Bu kararın ardından sosyal demokrat belediyelerin özellikle
yerel basına daha fazla destek olacağına inandığını dile getiren Sertel,
Cumhuriyet Halk Partili belediye başkanlarının gerçek anlamda gazetecilik yapan
kuruluşlara can suyu olmaya devam edeceğini söyledi.
MHP’Lİ GAZETE VE
TV’LERE KAMU DESTEĞİ
Saray tarafından muhalif görülen basının kamu kurumları
kullanılarak da zayıflatılmaya çalışıldığını belirten CHP İzmir Milletvekili
Atila Sertel, şunları söyledi:
“Sayın Cumhurbaşkanı’nın talimatı ile özellikle kamu
bankaları reklamlarını yandaş yayınlara veriyor. Yani Cumhurbaşkanı’nın yandaş
yayınlardan başka gazetelere bir katkısı yok. Örneğin; 2020 yılında kamu
bankalarının Birgün, Korkusuz, Evrensel, Karar, Cumhuriyet, Milli Gazete,
Sözcü, Yeniçağ, Yeni Asya ve Yeni Asya gibi gazetelere tek bir santim reklam
vermediği ortaya çıktı. Ama MHP’ye yakınlığıyla bilinen Türkgün Gazetesi’ne 43
bin 102 sütun/santim ilan vermişler. Kamu bankalarının en çok reklam verdiği
gazeteler arasında Sabah ikinci sırada, Akşam üçüncü sırada, Analiz dördüncü
sırada, Takvim beşinci sırada yer alıyor. Hürriyet gazetesi ise 10’ncu sırada
yer alıyor. Hürriyet’ten sonra Posta, Milliyet, Türkiye, Yeni Akit, Diriliş
Postası ve Aydınlık geliyor. Baktığınız zaman okunan ve satılan gazetelerin
ilan alamadığı, satılmayan, okunmayan gazetelerin ise kamu ilanlarıyla
desteklendiği ortaya çıkıyor. Televizyonlara baktığımızda da aynı tablo var.

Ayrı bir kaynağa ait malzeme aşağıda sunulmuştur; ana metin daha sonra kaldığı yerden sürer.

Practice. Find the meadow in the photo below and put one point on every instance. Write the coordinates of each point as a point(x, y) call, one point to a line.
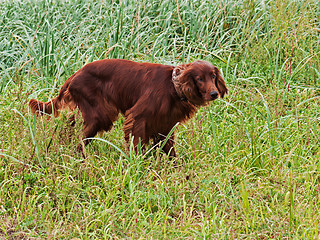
point(248, 164)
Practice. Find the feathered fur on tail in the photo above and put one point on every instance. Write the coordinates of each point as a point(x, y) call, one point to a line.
point(62, 101)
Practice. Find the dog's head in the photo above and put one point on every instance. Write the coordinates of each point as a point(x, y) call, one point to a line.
point(198, 82)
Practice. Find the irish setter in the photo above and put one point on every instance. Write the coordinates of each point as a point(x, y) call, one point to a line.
point(152, 97)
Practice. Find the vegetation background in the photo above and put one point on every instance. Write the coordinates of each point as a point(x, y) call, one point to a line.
point(248, 165)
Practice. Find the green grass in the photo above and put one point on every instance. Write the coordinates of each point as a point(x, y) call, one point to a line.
point(248, 165)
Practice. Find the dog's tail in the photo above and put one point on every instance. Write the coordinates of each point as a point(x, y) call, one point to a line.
point(53, 106)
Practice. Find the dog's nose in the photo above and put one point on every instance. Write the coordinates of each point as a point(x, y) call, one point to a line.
point(214, 94)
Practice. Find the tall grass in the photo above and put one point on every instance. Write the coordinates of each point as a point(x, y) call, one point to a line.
point(247, 165)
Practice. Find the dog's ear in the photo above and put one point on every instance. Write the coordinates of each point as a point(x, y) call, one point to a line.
point(221, 85)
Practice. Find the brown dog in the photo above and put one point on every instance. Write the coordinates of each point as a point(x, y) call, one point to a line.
point(152, 97)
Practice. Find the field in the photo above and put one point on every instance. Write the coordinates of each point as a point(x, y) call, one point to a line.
point(248, 164)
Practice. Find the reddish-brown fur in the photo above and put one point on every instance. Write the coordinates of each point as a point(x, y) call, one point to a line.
point(152, 97)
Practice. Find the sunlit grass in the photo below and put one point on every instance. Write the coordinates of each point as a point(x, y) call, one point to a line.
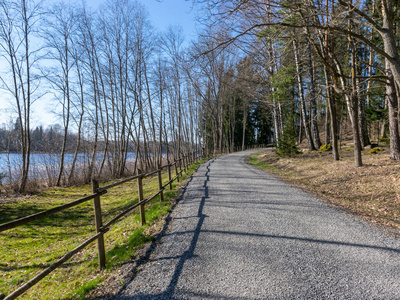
point(371, 191)
point(27, 250)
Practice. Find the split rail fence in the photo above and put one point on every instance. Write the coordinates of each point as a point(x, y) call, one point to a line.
point(178, 166)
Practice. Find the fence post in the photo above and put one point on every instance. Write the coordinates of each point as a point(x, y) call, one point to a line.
point(169, 176)
point(180, 164)
point(176, 169)
point(140, 191)
point(98, 223)
point(160, 183)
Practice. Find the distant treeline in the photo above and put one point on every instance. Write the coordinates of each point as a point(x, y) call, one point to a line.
point(46, 140)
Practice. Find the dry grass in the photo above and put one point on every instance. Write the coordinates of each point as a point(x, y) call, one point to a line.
point(371, 191)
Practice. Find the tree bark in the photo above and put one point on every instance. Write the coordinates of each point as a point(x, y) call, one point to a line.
point(306, 124)
point(393, 105)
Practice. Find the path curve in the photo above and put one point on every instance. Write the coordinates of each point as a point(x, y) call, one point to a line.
point(239, 233)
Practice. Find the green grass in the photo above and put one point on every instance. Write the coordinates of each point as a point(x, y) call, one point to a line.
point(254, 160)
point(27, 250)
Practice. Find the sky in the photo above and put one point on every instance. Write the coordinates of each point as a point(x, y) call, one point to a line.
point(162, 13)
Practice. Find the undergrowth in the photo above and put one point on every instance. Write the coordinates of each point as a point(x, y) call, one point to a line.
point(27, 250)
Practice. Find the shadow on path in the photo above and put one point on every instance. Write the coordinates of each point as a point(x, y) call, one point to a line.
point(169, 292)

İzlenme oranı çok yüksek olmayan ancak MHP’ye yakın olan Bengü Türk kanalına
606 bin 519 saniye ile en çok reklamın verildiği ortaya çıkıyor. İkinci sırada
A Haber geliyor. Üçüncü sırada A2, dördüncü sırada ise CNN Türk geliyor. Yine
NTV Bengü Türk’ün 6’da 1’i kadar reklam alabilmiş. Yani yandaşlar arasında da
bir haksızlık yapılmış. Ama aynı kamu bankaları FOX TV, Halk TV, KRT TV, Tele 1
ve TV 5 gibi televizyonlara ise bir saniye bile reklam vermemiş. Her alanda
olduğu gibi ilan ve reklamda da devletin kurum ve kuruluşları iktidarlarını
sürdürebilmek için kullanılıyor. Halkın vergileriyle kurulan kamu kurumları bir
avuç yandaşı beslemek için adaletsizliğe alet ediliyor. Ama bugünler gelip
geçecek. Basın üzerindeki baskılar son bulacak. İlk seçimde gidecekler.
Zulümleri arttıkça arttı ve bu zulmün sonunda Türkiye’de her şey çok güzel
olacak.”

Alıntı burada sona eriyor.